Question

Compute the derivative of the given function. $$h(t)=\sin ^{4}(2 t)$$

Short answer

The derivative of \( h(t) = \sin^4(2t) \) is \( 8\sin^3(2t)\cos(2t) \).

Step-by-step solution

Understanding the Function

We need to find the derivative of the function \( h(t) = \sin^4(2t) \). This function represents \( (\sin(2t))^4 \), which means \( \sin(2t) \) is raised to the fourth power.

Apply the Chain Rule

To differentiate \( h(t) = (\sin(2t))^4 \), we use the chain rule, which is a formula to compute the derivative of a composite function. Identify \( u(t) = \sin(2t) \) and rewrite the function as \( h(t) = u^4(t) \).

Differentiate the Outer Function

First, differentiate the outer function \( u^4 \). The derivative is \( 4u^3 \) by using the power rule. Thus, \( \frac{d}{du}[u^4] = 4u^3 \).

Differentiate the Inner Function

Next, differentiate the inner function \( u(t) = \sin(2t) \) to find \( \frac{du}{dt} \). Use the chain rule again; differentiate \( \sin(x) \) to get \( \cos(x) \), and the derivative of \( 2t \) is \( 2 \). So, \( \frac{du}{dt} = 2\cos(2t) \).

Combine the Derivatives

Combine the derivatives using the chain rule: \( \frac{dh}{dt} = \frac{dh}{du} \cdot \frac{du}{dt} = 4u^3 \cdot 2\cos(2t) \). Substitute back \( u = \sin(2t) \) to get \( \frac{dh}{dt} = 8(\sin(2t))^3 \cos(2t) \).

Key concepts

Differentiation

Differentiation is a fundamental concept in calculus, crucial for understanding how functions change. It allows us to find the rate at which a function is changing at any given point, which is essential in fields like physics, engineering, and economics. The derivative of a function measures its instantaneous rate of change, similar to how speed tells us how fast an object moves.

• A derivative is often denoted by \( \frac{dy}{dx} \), which represents the change in \( y \) with respect to \( x \).
• The process of finding a derivative is known as differentiation.
• Understanding differentiation helps in solving various types of problems, including optimization and finding tangent lines to curves.

When we differentiate a composite function, like in our exercise, we use specific rules to find the derivative efficiently. By applying the right techniques, we can tackle even complex functions with ease.

Power Rule

The power rule is a quick method for differentiating functions of the form \( x^n \) where \( n \) is a constant. It's one of the simplest but most powerful tools in calculus.

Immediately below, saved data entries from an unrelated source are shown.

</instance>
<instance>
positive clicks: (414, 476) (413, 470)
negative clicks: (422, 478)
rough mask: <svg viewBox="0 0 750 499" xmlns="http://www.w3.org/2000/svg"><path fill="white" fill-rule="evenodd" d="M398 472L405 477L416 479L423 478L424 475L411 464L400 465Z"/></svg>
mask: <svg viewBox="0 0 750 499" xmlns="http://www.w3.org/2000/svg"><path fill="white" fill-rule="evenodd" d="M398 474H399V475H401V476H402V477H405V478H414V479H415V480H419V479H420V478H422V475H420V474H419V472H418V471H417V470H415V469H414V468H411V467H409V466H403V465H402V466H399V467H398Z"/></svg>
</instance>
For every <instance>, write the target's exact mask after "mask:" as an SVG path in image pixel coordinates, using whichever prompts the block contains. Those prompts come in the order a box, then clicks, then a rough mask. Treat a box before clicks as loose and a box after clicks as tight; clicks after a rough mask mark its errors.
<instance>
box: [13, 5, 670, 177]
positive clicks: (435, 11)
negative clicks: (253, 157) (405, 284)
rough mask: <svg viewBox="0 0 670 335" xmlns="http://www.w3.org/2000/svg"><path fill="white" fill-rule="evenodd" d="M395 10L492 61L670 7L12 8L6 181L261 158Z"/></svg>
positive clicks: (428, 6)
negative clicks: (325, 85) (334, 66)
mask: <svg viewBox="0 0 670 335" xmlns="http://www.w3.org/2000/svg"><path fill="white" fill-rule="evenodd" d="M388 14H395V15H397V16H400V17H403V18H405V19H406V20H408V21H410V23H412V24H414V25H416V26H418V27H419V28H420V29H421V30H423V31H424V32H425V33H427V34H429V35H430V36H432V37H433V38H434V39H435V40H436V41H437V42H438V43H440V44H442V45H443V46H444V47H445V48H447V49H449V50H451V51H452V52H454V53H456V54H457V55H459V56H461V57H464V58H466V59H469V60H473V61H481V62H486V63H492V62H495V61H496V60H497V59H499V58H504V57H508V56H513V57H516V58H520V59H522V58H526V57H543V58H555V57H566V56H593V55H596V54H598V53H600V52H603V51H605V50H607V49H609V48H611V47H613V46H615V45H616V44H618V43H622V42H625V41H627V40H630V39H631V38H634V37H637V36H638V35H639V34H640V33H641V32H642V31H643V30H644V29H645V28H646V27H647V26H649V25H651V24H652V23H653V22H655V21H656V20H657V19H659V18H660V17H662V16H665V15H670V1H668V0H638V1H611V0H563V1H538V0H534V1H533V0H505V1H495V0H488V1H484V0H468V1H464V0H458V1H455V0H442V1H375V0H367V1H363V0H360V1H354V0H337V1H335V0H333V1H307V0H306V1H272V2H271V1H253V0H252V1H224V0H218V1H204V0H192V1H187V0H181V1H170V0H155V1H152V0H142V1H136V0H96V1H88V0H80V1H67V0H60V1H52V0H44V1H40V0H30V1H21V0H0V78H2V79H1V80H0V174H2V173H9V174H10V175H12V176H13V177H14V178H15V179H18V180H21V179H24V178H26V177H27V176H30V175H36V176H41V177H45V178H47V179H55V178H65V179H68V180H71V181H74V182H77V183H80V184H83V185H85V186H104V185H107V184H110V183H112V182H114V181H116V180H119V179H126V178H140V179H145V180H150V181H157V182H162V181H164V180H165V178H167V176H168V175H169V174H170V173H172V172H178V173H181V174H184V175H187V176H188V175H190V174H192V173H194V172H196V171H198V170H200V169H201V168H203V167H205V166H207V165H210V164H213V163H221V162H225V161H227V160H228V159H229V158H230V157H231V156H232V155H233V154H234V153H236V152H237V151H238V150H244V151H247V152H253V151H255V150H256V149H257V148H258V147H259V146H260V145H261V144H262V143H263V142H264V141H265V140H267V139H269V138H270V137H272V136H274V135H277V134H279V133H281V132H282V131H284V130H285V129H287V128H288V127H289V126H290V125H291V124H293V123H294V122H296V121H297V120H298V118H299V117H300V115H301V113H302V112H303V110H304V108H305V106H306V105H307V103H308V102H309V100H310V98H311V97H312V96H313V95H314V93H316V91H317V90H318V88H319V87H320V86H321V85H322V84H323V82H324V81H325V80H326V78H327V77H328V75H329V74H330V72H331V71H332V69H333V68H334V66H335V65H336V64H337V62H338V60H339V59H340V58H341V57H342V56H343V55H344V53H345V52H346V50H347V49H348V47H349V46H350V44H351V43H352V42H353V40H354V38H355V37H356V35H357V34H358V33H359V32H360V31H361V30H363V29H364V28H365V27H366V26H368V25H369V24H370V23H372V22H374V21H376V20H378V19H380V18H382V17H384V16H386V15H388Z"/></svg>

• According to the power rule, the derivative of \( x^n \) is \( nx^{n-1} \).
• This rule helps in breaking down more complex functions into manageable parts for differentiation.
• In the step-by-step solution, when we found the derivative of \( u^4 \), we used the power rule to get \( 4u^3 \).

The power rule shines when used in conjunction with other rules, such as the chain rule, to simplify the process of differentiation. By combining these methods, finding derivatives becomes straightforward, even for functions raised to a power, as seen in the problem \( h(t) = \sin^4(2t) \).

Trigonometric Functions

Trigonometric functions are vital in calculus due to their periodic nature, which models oscillating phenomena like sound waves, light, and tides. Differentiating trigonometric functions is a skill necessary for understanding their behavior over time.

• The derivative of \( \sin(x) \) is \( \cos(x) \) and that of \( \cos(x) \) is \(-\sin(x) \).
• Using these derivatives helps us understand how changes in angles impact the function's output.
• In our problem, we found the derivative of \( \sin(2t) \) by recognizing it as a chain of \( \sin(x) \) and \( 2t \).

Understanding how to differentiate trigonometric functions is crucial, especially when combined with other derivatives like power and chain rules. It ensures you can handle functions involving trigonometric expressions, such as in the expression \( \sin^4(2t) \).